Having formed a union, their work condition slightly improved, but they were still contractuals the company could more easily threaten with termination. In fact, it did fire them following the labor department’s inspection, Rosales said.
More than a hundred contractual stevedores were fired from October 29 to 31. The following days, the sugar mill workers launched the first strike in years in sugarlandia.
The direct cause was the workers’ termination, but the real issue was their contractualization and their P89 to P91 daily income at the time.
Rosales said the stevedores also decried the absence of toilet and clinic for contractual workers.
“Stevedores frequently developed hernia, lugging more than 1,000 sacks of sugar weighing 50 kilos each every day they work. Some suffered bone fractures. But the workers complained that the company does not even provide them a clinic or first aid,” Rosales told Bulatlat.
Before contractualization through agencies became prevalent, First Farmers had up to 2,000 regular workforce. Now its regular numbered only 300, Rosales said.
Ironically, a labor federation affiliated with the Trade Union Congress of the Philippines (TUCP) “helped” the management to repress the union organizing of the contractual stevedores, Rosales said.

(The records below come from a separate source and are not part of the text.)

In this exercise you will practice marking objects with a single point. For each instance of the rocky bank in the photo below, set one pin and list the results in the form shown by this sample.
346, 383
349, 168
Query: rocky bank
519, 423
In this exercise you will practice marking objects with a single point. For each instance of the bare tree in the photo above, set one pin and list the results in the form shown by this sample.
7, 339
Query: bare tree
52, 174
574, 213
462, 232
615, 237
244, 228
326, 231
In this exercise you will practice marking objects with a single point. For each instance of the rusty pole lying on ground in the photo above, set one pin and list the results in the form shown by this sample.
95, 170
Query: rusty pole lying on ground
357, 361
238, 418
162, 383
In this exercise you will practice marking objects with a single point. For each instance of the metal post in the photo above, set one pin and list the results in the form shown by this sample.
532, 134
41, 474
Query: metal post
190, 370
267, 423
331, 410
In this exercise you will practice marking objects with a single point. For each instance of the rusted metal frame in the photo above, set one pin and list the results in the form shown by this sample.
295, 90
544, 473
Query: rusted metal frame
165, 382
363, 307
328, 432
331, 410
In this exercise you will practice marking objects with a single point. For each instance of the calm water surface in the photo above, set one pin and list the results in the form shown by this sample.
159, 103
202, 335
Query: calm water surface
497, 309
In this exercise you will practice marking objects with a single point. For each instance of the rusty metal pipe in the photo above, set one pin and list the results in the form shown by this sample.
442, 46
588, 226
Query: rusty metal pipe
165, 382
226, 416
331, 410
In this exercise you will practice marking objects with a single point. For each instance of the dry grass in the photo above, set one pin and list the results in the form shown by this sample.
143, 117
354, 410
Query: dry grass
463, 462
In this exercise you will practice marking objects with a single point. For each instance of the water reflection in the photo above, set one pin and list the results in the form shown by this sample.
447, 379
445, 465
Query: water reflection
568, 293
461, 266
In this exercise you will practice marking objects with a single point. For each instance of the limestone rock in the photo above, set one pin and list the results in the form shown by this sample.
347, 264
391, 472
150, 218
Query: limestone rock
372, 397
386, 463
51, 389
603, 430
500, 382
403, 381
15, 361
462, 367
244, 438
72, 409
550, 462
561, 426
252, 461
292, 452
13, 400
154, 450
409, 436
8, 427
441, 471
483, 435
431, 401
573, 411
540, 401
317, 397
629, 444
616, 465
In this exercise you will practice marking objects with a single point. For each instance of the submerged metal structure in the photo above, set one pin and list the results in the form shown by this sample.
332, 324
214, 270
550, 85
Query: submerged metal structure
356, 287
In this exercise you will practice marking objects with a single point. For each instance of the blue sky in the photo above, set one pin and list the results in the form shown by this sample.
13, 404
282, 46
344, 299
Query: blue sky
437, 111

He told Bulatlat he was surprised to see the leaders of Nacusip-TUCP taking part in Labor Secretary Bello’s dialogue on stopping contractualization last month in Manila.
In Negros, it appears Nacusip has been instrumental in the sugarmill’s repression of militant unions.
After the First Arrastre Stevedoring Services Employees Union (FASSEU) composed of contractual stevedores succeeded in bringing slight improvements into the sugar mill workers’ conditions, following the labor department’s inspection, it defeated Nacusip in a certification election.
But the employers opposed the labor department’s ruling (on labor-only contracting). It asserted the TUCP’s wish that only unions allied with Nacusip would be recognized.
The latter reportedly said the contractual status of the FASSEU members prevented them from being a legitimate union. The sugar mill management used the TUCP reasoning that only NACUSIP members can be regularized and only regular workers can form a union.
The militant unionists were fired but they launched a successful four-day strike four years ago this November.
It paralyzed production in the sugar mill. But on the fifth day, Rosales said a battalion of soldiers under the Armed Forces’ Regional Mobile Group, accompanied by goons and the para-military group RPA-ABB, used force to demolish the strikers’ picket line.
Four years since then, the worker’s case of illegal dismissal filed against the sugar mill has reached the Supreme Court’s 3rd division.
The workers await the court’s decision. They also await the Labor department’s intervention so that they could finally enjoy the ruling against labor-only contracting in 2012.